3.4 Visualisation: YLL by Disease and Age

Code
# ─────────────────────────────────────────────────────────────────
# HEATMAP: YLL per disease × age group
# Log scale used because the range is very wide (child deaths create
# very high YLL despite fewer absolute numbers).
# ─────────────────────────────────────────────────────────────────
yll_heat <- yll_data |>
  group_by(disease_name, age_group) |>
  summarise(YLL = sum(YLL), .groups = "drop") |>
  filter(YLL > 0)

ggplot(yll_heat, aes(x = age_group, y = fct_reorder(disease_name, YLL, sum),
                     fill = YLL)) +
  geom_tile(colour = "white", linewidth = 0.5) +
  geom_text(aes(label = if_else(YLL >= 1000,
                                paste0(round(YLL / 1000, 0), "k"),
                                as.character(round(YLL)))),
            size = 3, colour = "white", fontface = "bold") +
  scale_fill_viridis_c(
    name   = "YLL",
    trans  = "log10",
    labels = label_comma(),
    option = "plasma"
  ) +
  labs(
    title    = "Years of Life Lost by Disease and Age Group",
    subtitle = "Kenya 2019 — Both sexes combined; colour on log₁₀ scale",
    x        = "Age Group", y = NULL,
    caption  = "Values > 1000 shown as 'Xk'. Source: Simulated GBD-style dataset."
  ) +
  theme_burden()

Figure 1: Heatmap of YLL by Disease and Age Group, Kenya 2019

Interpretation of heatmap:

  • HIV/AIDS in the 30–44 age group shows the darkest cells, reflecting the catastrophic toll of HIV on working-age adults in sub-Saharan Africa. Deaths at this age carry approximately 48 remaining life years each.
  • Malaria in children aged 0–4 generates enormous YLL despite lower death counts than cardiovascular diseases, purely because each death removes ~84 years of potential life.
  • Cardiovascular diseases (IHD, Stroke) peak in the 60–79 age bands. While death counts are highest here, YLL per death is low (6–16 years remaining), explaining their moderate YLL despite high mortality.
  • The near-empty cells for Depressive Disorders reflect its classification as primarily non-fatal; the few deaths are suicide-related.

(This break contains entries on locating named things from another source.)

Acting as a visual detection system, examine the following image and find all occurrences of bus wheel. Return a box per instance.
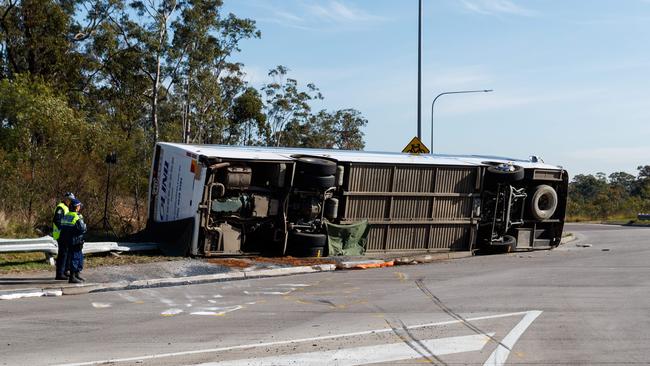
[287,231,327,257]
[530,184,557,220]
[485,164,524,183]
[492,235,517,253]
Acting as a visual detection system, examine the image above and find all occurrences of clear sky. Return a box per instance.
[225,0,650,175]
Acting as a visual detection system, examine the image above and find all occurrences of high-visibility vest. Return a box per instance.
[52,202,70,240]
[61,211,80,226]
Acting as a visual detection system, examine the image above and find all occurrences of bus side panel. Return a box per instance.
[342,164,481,252]
[152,146,205,222]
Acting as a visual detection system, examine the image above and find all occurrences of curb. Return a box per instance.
[0,252,470,300]
[0,264,336,300]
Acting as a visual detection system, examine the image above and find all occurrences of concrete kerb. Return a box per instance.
[0,264,336,300]
[0,252,472,300]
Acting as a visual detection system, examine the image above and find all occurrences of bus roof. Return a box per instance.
[158,142,562,170]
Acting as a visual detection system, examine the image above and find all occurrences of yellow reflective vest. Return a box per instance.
[52,202,70,240]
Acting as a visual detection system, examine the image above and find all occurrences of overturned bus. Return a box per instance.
[148,142,568,256]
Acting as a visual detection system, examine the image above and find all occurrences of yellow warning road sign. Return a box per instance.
[402,136,429,154]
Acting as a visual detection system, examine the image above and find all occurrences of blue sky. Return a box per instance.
[225,0,650,175]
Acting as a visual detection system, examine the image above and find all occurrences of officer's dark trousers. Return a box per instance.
[56,240,70,277]
[67,245,84,274]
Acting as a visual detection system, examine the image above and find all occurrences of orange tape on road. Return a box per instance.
[352,261,395,269]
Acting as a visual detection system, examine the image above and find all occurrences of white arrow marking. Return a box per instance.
[483,310,542,366]
[198,333,494,366]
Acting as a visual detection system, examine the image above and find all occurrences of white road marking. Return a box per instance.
[190,305,244,316]
[117,292,138,302]
[483,310,542,366]
[160,308,183,316]
[59,310,541,366]
[0,291,44,300]
[192,333,494,366]
[244,287,296,295]
[278,283,311,287]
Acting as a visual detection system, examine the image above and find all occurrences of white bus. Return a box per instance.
[148,142,568,256]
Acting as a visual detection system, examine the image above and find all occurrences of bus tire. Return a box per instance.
[491,235,517,253]
[485,165,524,183]
[296,156,336,176]
[530,184,558,220]
[287,231,327,257]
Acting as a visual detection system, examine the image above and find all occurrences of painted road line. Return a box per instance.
[192,333,494,366]
[483,310,542,366]
[58,310,541,366]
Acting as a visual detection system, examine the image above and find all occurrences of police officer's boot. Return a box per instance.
[74,272,86,282]
[68,273,82,283]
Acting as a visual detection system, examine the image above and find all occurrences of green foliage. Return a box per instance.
[567,166,650,221]
[0,0,368,236]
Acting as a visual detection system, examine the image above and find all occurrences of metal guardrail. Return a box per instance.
[0,236,159,265]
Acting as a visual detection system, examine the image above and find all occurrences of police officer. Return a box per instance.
[52,192,75,280]
[60,198,86,283]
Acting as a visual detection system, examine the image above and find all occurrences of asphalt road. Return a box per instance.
[0,225,650,365]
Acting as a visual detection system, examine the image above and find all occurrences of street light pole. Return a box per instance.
[431,89,493,154]
[418,0,422,139]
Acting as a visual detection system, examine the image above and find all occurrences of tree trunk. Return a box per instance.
[151,55,160,143]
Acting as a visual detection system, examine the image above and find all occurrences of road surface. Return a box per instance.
[0,225,650,366]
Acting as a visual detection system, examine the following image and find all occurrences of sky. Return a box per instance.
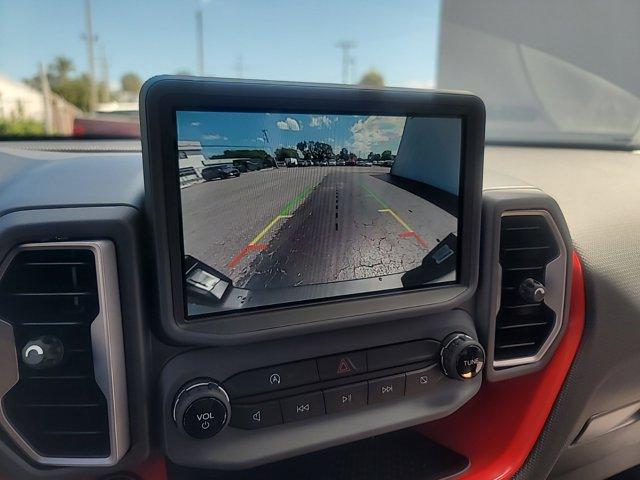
[177,111,405,157]
[0,0,440,87]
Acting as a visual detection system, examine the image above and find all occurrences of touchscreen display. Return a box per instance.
[176,110,463,318]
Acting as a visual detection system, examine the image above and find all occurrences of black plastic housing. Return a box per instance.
[140,76,485,345]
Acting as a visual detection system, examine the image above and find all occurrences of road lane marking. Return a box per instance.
[227,183,319,268]
[360,183,390,208]
[399,231,428,248]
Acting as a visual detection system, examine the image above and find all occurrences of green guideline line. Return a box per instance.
[360,183,391,208]
[278,184,318,216]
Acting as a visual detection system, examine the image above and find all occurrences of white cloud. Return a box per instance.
[402,80,436,90]
[349,116,405,154]
[202,132,227,140]
[309,115,332,128]
[276,117,300,132]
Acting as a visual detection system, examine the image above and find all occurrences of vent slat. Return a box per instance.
[494,215,558,361]
[0,248,110,458]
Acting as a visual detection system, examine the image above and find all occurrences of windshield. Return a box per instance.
[0,0,640,148]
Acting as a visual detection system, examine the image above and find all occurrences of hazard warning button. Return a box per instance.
[318,352,367,380]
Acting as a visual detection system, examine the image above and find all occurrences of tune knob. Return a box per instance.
[440,333,485,380]
[22,335,64,370]
[173,378,231,439]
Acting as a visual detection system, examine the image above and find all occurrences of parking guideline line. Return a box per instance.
[249,215,293,245]
[360,183,428,248]
[227,184,318,268]
[378,208,415,232]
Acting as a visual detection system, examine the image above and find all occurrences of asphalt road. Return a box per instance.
[182,167,457,290]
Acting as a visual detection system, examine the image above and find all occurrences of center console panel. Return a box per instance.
[161,309,481,470]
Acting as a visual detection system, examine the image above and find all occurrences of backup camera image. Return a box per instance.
[176,111,462,317]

3.5 YLL by Sex — Population Pyramid Style

Code
# ─────────────────────────────────────────────────────────────────
# DIVERGING BAR CHART (POPULATION PYRAMID STYLE)
# Males plotted left (negative values), females right (positive)
# This makes sex disparities immediately visible
# ─────────────────────────────────────────────────────────────────
yll_sex <- yll_data |>
  group_by(age_group, sex) |>
  summarise(YLL = sum(YLL), .groups = "drop") |>
  mutate(YLL_plot = if_else(sex == "Male", -YLL, YLL))

ggplot(yll_sex, aes(x = YLL_plot, y = age_group, fill = sex)) +
  geom_col(alpha = 0.85, width = 0.75) +
  geom_vline(xintercept = 0, colour = "black", linewidth = 0.8) +
  scale_x_continuous(
    labels = function(x) paste0(comma(abs(x / 1e3)), "k"),
    breaks = pretty(c(-max(abs(yll_sex$YLL_plot)), max(abs(yll_sex$YLL_plot))), 6)
  ) +
  scale_fill_manual(values = c("Male" = "#2166AC", "Female" = "#D6604D")) +
  labs(
    title    = "Years of Life Lost by Age Group and Sex",
    subtitle = "Males (left) vs Females (right) — Kenya 2019",
    x        = "YLL (thousands)",
    y        = "Age Group",
    fill     = "Sex",
    caption  = "Each bar represents total YLL summed across all 6 diseases."
  ) +
  theme_burden() +
  theme(legend.position = "top")

Figure 2: YLL by Age Group and Sex — Population Pyramid

Interpretation — Sex Disparities in YLL:

  • Males bear a heavier YLL burden in almost all age groups, particularly in the 15–44 range. This is driven by (a) higher road injury mortality in males,
    1. greater cardiovascular event rates in males, and (c) higher occupational HIV exposure in some contexts.
  • Females aged 15–44 show relatively elevated YLL for their sex, largely due to HIV/AIDS (females account for the majority of new HIV infections in sub-Saharan Africa through heterosexual transmission).
  • The 60+ age groups show converging YLL between sexes, reflecting greater female longevity but higher female prevalence of stroke and diabetes at older ages.

4 Disability-Adjusted Life Years (DALY) Calculation

4.1 Conceptual Components

\[\text{DALY} = \text{YLL} + \text{YLD}\]

4.1.1 YLD (Years Lived with Disability)

\[\text{YLD} = I \times DW \times L\]

where:

  • \(I\) = number of incident cases in the period
  • \(DW\) = disability weight (0 = perfect health; 1 = death), drawn from GBD
  • \(L\) = average duration of the episode (years)

Alternatively: \(\text{YLD} = P \times DW\) where \(P\) = prevalent cases (used when incidence data is unavailable). We use the incidence-based approach here as recommended by GBD 2019.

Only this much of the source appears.